Author(s):
Silva, Maria do Céu ; Ambrósio, Ana Paula ; Marques, Bárbara ; Ventura, Catarina ; Silva, Elizabeth ; Trindade, Maria do Céu ; Correia, Hildeberto
Date: 2021
Persistent ID: http://hdl.handle.net/10400.18/8126
Origin: Repositório Científico do Instituto Nacional de Saúde
Subject(s): Acute Myeloid Leukemia; Primar Myelofibrosis; Chromosome 1; AML; Duplication; Doenças Genéticas; Determinantes da Saúde e da Doença
Description
Primary myelofibrosis (PMF) is one of the Myeloproliferative neoplasms (MPN), which presents a preferential proliferation of megakaryocytes and granulocytes in the bone marrow (BM). One of the causes of morbidity and mortality in PMF is the progression to Acute Myeloid Leukemia (AML). We present a clinical case, of a female individual, 68 years old at the time of the initial diagnosis, who presented moderate anemia and thrombocytosis, and diagnosed as myeloid metaplasia with myelofibrosis. The karyotype performed in the BM, resulted in a duplication of the long arm of chromosome 1, del(1)(q21q32). The patient remained stable and without therapy for 5 years having performed a myelogram at this time, and a bone biopsy that showed an advanced myelofibrosis. In parallel, cytogenetic studies and search for V617F mutation in the Jak2 gene, indicated the absence of the mutation V617F, and confirmed the presence of the dup(1)(q21q32). the patient started therapy with an erythropoietin substitute. Currently, with 8 years of evolution of the disease, she has no clinical complaints, without transfusions and maintaining therapy.

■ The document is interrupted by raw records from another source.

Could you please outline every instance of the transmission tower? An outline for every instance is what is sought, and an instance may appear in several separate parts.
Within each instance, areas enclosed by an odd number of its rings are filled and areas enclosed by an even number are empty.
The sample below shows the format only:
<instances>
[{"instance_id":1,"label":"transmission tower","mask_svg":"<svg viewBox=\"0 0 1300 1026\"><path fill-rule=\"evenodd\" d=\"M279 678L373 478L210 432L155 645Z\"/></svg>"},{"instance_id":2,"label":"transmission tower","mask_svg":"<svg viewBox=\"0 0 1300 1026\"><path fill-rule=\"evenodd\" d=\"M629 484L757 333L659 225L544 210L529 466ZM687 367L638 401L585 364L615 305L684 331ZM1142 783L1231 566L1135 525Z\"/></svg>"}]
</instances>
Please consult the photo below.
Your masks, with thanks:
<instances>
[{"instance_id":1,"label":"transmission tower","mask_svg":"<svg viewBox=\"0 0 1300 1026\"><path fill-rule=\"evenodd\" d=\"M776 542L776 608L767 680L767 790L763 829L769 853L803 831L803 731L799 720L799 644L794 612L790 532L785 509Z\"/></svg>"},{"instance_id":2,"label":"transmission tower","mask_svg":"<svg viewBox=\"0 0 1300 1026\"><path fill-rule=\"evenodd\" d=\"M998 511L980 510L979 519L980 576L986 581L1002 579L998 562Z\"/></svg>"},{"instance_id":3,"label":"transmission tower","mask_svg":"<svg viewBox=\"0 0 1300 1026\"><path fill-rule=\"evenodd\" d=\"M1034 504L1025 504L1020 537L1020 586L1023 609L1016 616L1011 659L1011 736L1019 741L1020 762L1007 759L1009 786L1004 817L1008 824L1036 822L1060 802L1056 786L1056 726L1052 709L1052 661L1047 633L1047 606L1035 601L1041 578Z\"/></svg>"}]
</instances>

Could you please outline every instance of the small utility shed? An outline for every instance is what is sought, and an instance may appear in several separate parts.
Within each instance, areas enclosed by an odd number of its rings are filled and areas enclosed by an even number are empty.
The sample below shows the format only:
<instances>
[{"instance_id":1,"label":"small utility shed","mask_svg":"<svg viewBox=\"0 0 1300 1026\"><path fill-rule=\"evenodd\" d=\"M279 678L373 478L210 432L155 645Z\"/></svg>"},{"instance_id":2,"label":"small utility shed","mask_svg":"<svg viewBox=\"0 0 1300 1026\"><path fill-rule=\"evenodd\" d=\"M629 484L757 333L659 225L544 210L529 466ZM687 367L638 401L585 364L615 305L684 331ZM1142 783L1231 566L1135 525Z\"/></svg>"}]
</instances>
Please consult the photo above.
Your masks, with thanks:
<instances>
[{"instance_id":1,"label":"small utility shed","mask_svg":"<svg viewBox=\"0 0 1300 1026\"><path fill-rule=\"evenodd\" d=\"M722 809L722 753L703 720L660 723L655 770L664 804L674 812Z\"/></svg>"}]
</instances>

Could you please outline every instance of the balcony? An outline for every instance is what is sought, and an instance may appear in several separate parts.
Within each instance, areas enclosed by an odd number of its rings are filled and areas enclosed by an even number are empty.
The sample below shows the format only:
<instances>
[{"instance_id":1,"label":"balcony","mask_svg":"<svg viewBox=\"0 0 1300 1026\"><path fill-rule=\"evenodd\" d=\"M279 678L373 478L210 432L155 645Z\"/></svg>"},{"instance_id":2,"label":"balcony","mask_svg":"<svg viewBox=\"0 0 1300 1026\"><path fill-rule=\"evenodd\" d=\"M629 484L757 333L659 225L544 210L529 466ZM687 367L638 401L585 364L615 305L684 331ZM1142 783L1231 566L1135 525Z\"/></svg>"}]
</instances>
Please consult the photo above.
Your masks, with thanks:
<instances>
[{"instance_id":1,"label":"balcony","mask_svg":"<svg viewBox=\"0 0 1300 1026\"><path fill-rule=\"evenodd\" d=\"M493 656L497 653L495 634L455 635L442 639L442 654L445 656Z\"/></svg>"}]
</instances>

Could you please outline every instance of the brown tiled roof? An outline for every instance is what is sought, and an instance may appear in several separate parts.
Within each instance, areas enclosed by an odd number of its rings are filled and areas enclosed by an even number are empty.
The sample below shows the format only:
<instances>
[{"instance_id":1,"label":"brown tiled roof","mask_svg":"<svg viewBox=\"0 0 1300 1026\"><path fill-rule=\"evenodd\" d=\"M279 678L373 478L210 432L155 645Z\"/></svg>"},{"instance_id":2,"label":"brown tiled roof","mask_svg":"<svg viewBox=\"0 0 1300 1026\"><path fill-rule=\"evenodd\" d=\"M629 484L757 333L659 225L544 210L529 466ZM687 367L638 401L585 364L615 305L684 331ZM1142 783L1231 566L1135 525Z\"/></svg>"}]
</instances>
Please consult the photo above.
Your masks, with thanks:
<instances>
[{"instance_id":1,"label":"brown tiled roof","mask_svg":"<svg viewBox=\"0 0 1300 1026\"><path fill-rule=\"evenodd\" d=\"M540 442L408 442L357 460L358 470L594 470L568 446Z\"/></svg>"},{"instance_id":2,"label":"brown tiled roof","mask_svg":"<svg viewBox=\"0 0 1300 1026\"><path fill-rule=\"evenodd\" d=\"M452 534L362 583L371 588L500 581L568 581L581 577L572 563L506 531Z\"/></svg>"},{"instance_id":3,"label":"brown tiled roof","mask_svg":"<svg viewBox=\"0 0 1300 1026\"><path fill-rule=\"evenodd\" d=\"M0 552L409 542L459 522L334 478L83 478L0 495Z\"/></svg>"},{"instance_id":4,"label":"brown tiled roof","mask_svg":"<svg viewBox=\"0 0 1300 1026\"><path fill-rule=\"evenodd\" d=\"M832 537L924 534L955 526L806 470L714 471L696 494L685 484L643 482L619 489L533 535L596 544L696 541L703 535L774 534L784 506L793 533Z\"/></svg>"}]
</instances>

The dup(1)(q21q32) associated with MPN is a rare anomaly and is associated with AML evolution. Since the patient understudy did not evolve to AML, FISH, and high-resolution microarray studies were performed. The studies confirmed the observed breacpoints and did not show other changes Based on the patient's clinical history and results, we suggest that the dup(1)(q21q32) alone does not induce an evolution to AML and that the duplication of genes correlated with this pathology (ex: ARNT, among others) is not a sufficient factor for the development of a more aggressive progression. However, more studies should be carried out in order to clarify the role of this alteration in NM.